Aman savcı duymasın...



'CHP'nin çarşaf açılımı çöktü' değerlendirmesi doğru değil. Açılım yürürlükte; başı kapalı veya çarşaflı bir kadın yakasına altı ok rozeti takarak CHP'de siyaset yapabilir. Parti yönetiminin 'örtülüleri partiden içeri sokmayın, çarşaflıları uzak tutun' gibi bir kararı yok.
Yani CHP toplumda heyecan uyandıran çarşaf açılımında geri adım atmış değil. Çarşaflı kadınların Deniz Baykal'ın birkaç ay önce törenle taktığı rozetleri çıkarıp attığı doğru.

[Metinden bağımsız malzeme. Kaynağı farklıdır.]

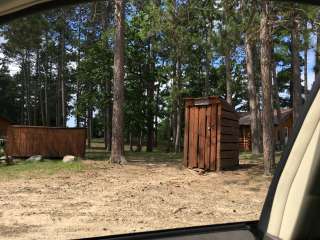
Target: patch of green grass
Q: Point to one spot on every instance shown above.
(36, 169)
(253, 157)
(158, 155)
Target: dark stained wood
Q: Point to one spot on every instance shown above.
(229, 123)
(211, 134)
(229, 154)
(4, 124)
(230, 116)
(26, 141)
(229, 146)
(229, 138)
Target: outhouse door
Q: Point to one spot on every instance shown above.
(200, 146)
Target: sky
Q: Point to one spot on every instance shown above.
(71, 122)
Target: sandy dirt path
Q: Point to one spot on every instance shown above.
(107, 199)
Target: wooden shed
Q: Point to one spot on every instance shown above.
(211, 137)
(4, 124)
(26, 141)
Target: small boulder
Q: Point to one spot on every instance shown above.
(68, 158)
(35, 158)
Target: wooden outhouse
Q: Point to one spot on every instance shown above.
(211, 137)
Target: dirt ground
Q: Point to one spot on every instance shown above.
(108, 199)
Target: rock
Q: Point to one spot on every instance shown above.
(35, 158)
(68, 158)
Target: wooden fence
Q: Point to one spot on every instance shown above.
(26, 141)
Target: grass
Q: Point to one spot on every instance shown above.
(254, 158)
(36, 169)
(98, 153)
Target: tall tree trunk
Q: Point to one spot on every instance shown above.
(276, 99)
(267, 116)
(150, 97)
(108, 116)
(156, 116)
(117, 152)
(63, 98)
(139, 142)
(296, 82)
(178, 111)
(89, 126)
(317, 53)
(252, 89)
(227, 60)
(306, 48)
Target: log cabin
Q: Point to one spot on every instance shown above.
(281, 127)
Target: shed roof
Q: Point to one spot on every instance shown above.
(245, 120)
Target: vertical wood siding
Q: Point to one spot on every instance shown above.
(26, 141)
(211, 137)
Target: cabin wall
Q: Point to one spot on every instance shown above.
(25, 141)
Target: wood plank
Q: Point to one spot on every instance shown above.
(196, 137)
(229, 123)
(191, 138)
(229, 139)
(229, 163)
(202, 137)
(229, 146)
(229, 154)
(226, 106)
(228, 130)
(186, 137)
(213, 148)
(230, 116)
(48, 142)
(208, 137)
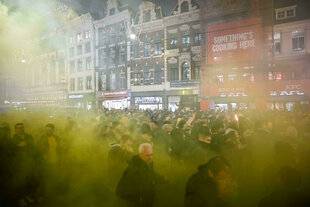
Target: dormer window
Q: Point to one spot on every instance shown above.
(147, 16)
(112, 11)
(285, 13)
(184, 7)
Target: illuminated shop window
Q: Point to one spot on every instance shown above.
(147, 75)
(285, 13)
(277, 42)
(80, 84)
(186, 73)
(158, 74)
(174, 72)
(298, 40)
(89, 83)
(72, 84)
(184, 7)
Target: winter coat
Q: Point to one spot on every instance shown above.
(137, 184)
(201, 191)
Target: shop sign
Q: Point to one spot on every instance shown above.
(119, 93)
(183, 84)
(232, 92)
(76, 96)
(147, 100)
(290, 90)
(232, 42)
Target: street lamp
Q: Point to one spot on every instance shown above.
(133, 36)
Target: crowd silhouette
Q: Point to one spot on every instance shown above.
(69, 157)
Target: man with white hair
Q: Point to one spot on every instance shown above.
(137, 184)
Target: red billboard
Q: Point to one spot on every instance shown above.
(233, 42)
(271, 88)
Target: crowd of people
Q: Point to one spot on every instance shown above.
(55, 157)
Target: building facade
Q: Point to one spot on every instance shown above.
(45, 73)
(291, 61)
(112, 56)
(162, 64)
(80, 50)
(237, 54)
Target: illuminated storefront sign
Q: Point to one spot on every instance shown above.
(232, 92)
(146, 100)
(290, 90)
(76, 96)
(119, 93)
(236, 41)
(268, 88)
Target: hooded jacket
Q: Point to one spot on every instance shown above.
(201, 191)
(137, 184)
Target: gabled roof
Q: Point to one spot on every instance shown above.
(193, 2)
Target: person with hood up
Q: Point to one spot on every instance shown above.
(211, 186)
(137, 185)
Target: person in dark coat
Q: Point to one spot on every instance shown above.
(118, 156)
(137, 185)
(22, 139)
(287, 193)
(211, 186)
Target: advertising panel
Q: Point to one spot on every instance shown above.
(281, 88)
(233, 42)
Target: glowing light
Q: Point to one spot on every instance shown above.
(236, 117)
(132, 36)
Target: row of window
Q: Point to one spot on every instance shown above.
(79, 49)
(110, 83)
(298, 41)
(148, 44)
(80, 84)
(80, 65)
(285, 13)
(251, 77)
(147, 13)
(147, 76)
(186, 72)
(185, 39)
(80, 37)
(111, 56)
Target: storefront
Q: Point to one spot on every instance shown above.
(83, 100)
(114, 100)
(279, 95)
(149, 103)
(153, 100)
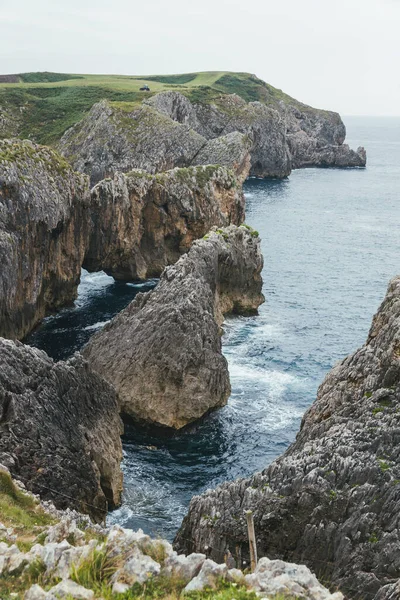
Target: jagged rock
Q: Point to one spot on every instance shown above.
(315, 139)
(44, 224)
(277, 578)
(110, 139)
(163, 352)
(211, 574)
(142, 223)
(183, 567)
(59, 429)
(35, 593)
(137, 569)
(331, 501)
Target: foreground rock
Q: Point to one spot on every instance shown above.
(168, 130)
(331, 501)
(142, 222)
(163, 352)
(59, 429)
(74, 560)
(44, 225)
(112, 138)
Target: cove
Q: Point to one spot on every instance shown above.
(331, 243)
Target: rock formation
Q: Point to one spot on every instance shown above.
(142, 223)
(56, 558)
(163, 352)
(59, 429)
(169, 130)
(44, 225)
(331, 501)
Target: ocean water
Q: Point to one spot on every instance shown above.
(331, 242)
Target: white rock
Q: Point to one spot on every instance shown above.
(70, 589)
(209, 576)
(273, 577)
(35, 593)
(184, 567)
(137, 569)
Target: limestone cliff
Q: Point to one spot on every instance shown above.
(331, 501)
(44, 225)
(141, 223)
(169, 130)
(60, 429)
(163, 352)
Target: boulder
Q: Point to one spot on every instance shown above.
(163, 352)
(331, 501)
(44, 224)
(60, 429)
(141, 223)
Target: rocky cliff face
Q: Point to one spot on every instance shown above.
(163, 352)
(114, 137)
(142, 223)
(60, 429)
(44, 224)
(169, 130)
(331, 501)
(315, 139)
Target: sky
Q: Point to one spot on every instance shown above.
(341, 55)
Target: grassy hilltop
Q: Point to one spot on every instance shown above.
(42, 106)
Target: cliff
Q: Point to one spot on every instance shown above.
(47, 554)
(169, 130)
(131, 226)
(331, 501)
(141, 223)
(59, 429)
(44, 227)
(163, 352)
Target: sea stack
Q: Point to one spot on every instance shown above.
(163, 352)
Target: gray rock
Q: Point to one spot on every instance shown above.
(60, 429)
(142, 223)
(163, 352)
(275, 577)
(183, 567)
(35, 593)
(44, 225)
(211, 574)
(331, 501)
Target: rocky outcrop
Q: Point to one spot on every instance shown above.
(331, 501)
(121, 138)
(141, 223)
(315, 139)
(44, 225)
(262, 125)
(163, 352)
(169, 130)
(126, 562)
(59, 429)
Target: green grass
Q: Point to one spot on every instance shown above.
(45, 104)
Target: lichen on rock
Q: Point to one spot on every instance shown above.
(163, 352)
(60, 429)
(141, 223)
(331, 501)
(44, 224)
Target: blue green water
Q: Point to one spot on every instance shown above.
(331, 243)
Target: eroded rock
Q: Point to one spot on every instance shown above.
(163, 352)
(60, 429)
(331, 501)
(141, 223)
(44, 224)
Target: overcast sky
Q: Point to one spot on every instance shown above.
(342, 55)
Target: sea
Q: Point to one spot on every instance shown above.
(331, 243)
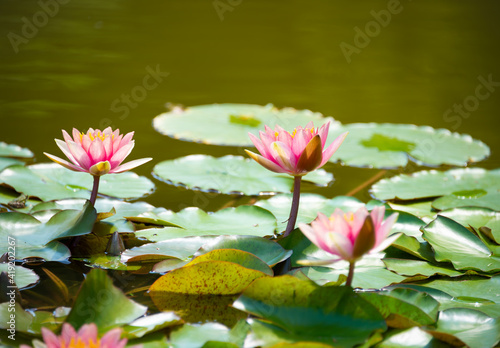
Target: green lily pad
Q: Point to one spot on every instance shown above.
(23, 277)
(304, 308)
(458, 326)
(242, 220)
(151, 323)
(454, 243)
(393, 145)
(404, 308)
(230, 175)
(116, 222)
(411, 268)
(310, 205)
(11, 150)
(229, 124)
(476, 217)
(34, 238)
(100, 302)
(455, 188)
(410, 338)
(50, 181)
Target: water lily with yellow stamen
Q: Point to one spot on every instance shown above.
(86, 337)
(296, 154)
(97, 153)
(350, 235)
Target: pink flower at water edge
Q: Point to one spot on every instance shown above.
(86, 337)
(295, 153)
(97, 152)
(350, 235)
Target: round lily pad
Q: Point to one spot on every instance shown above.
(49, 181)
(454, 188)
(229, 124)
(393, 145)
(11, 150)
(230, 175)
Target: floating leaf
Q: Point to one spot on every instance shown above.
(150, 323)
(476, 217)
(392, 145)
(303, 308)
(230, 175)
(22, 276)
(205, 278)
(410, 338)
(11, 150)
(240, 257)
(455, 243)
(100, 302)
(268, 251)
(35, 238)
(310, 205)
(50, 181)
(242, 220)
(199, 308)
(115, 222)
(410, 268)
(203, 123)
(458, 326)
(404, 308)
(458, 187)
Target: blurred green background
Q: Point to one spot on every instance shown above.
(72, 63)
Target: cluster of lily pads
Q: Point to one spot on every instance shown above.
(216, 279)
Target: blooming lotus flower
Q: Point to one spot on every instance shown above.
(351, 235)
(297, 153)
(86, 337)
(97, 152)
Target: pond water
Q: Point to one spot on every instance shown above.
(73, 63)
(91, 63)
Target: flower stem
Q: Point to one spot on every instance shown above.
(93, 196)
(295, 205)
(351, 273)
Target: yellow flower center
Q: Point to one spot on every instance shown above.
(80, 344)
(276, 134)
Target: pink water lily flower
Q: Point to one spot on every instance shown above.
(86, 337)
(295, 153)
(350, 235)
(97, 152)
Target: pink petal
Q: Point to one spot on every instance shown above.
(323, 133)
(258, 144)
(121, 154)
(299, 144)
(65, 149)
(77, 136)
(108, 147)
(130, 165)
(267, 163)
(283, 155)
(96, 151)
(328, 153)
(111, 338)
(79, 155)
(65, 163)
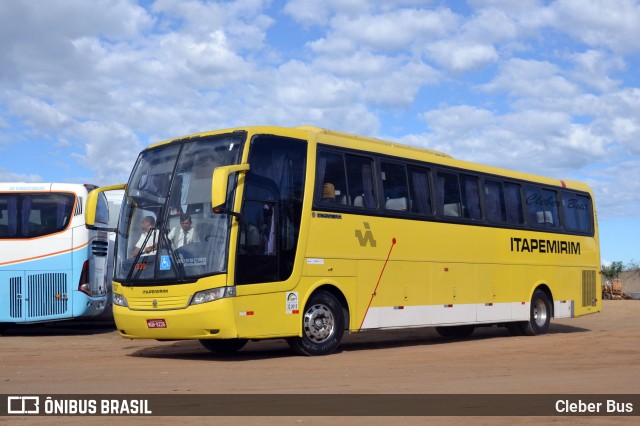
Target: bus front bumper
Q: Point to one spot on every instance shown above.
(212, 320)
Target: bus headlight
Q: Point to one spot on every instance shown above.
(212, 294)
(120, 300)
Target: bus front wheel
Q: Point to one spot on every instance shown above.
(322, 326)
(223, 346)
(540, 316)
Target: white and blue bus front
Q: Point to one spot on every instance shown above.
(51, 266)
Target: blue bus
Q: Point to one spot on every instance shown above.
(51, 266)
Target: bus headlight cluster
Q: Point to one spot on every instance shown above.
(212, 294)
(120, 300)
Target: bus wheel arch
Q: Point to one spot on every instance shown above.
(541, 312)
(323, 321)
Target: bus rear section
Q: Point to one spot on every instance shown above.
(51, 266)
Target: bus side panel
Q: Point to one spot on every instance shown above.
(268, 315)
(37, 290)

Belli ki CHP'de aradıklarını bulamadılar. Aradıkları neydi, neyin peşindeydiler sorusunun cevabını herkes biliyor; belediye başkan adaylığı. Kapalı kadınları partiye kazandıran Emin Atmaca aday adayıydı, kendisine sözler verildi ancak parti onun yerine bir başkasını aday gösterdi. Rozetlerin çıkmasının nedeni bu... Türk siyasetinde her partide yaşanabilecek türden olağan bir gelişme.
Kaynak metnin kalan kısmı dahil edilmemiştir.